Der Tag beginnt direkt mit Action. Erst Kindergarten, dann Schule – die morgendliche Runde. „Sechs Kinder, zwei Hunde, eine Katze, neun Kaninchen – bei uns ist jeden Morgen ganz schön was los“, lacht Jens Voigt, als er an einem verregneten Dezembermorgen die Türe seines Hauses im Berliner Westend öffnet. Schlabberhose, verwaschenes Shirt, Bartstoppeln. Journalisten lasse er selten hinein, wegen der Privatsphäre. „Die Familie ist für mich so etwas wie mein Rückzugsort“, erzählt er. Im Flur hängen Porträts aller Kinder. Die Jüngste ist sechs, der Älteste 21. „Gerade ist aber niemand da. Sturmfrei“, lacht Voigt und verabschiedet sich direkt ins Obergeschoss. Er müsse schnell das T-Shirt wechseln – wegen der Sponsoren.
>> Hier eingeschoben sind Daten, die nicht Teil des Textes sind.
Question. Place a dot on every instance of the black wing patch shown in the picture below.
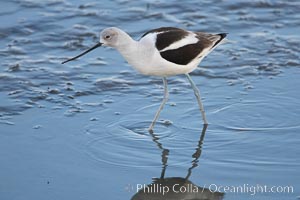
(183, 55)
(167, 35)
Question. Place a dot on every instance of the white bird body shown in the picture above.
(144, 57)
(163, 52)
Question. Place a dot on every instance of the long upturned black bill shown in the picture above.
(83, 53)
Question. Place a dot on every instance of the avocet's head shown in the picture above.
(112, 37)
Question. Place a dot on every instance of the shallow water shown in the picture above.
(78, 131)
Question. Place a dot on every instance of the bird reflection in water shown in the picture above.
(176, 188)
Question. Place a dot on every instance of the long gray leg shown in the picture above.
(197, 94)
(165, 99)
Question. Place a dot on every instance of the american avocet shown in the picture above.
(162, 52)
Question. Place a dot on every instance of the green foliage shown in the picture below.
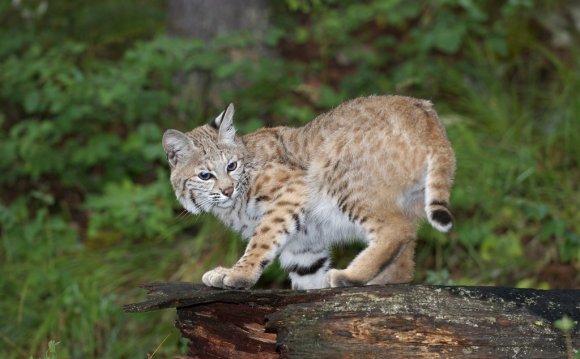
(51, 353)
(87, 212)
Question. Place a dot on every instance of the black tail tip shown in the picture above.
(443, 217)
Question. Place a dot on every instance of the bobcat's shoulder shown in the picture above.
(370, 169)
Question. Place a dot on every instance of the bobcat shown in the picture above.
(369, 169)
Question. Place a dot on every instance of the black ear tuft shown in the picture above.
(216, 122)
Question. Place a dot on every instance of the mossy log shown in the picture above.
(396, 321)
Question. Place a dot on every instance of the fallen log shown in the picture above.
(395, 321)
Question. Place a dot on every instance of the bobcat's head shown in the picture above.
(208, 164)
Mit einem Grinsen kehrt er nach kurzer Zeit zurück. „Shut Up Legs“ prangt nun in roter Schreibschrift auf seiner Brust – der Spruch, der ihn weltberühmt gemacht hat. Es ist ein T-Shirt seiner Kollektion aus dem „Shut Up Legs“-Online-Shop – eines der vielen Projekte im Leben des vermeintlichen Radsport-Renters Jens Voigt. Vermeintlich deshalb, weil er drei Jahre nach dem Ende seiner Laufbahn eigentlich mehr beschäftigt sei denn je, sprudelt es aus ihm heraus. Schon in den ersten Minuten wird klar: Der Ex-Profi ist genauso quirlig wie zu seiner aktiven Zeit, innerhalb weniger Minuten erfährt man so viel wie bei manch anderen in mehreren Stunden nicht.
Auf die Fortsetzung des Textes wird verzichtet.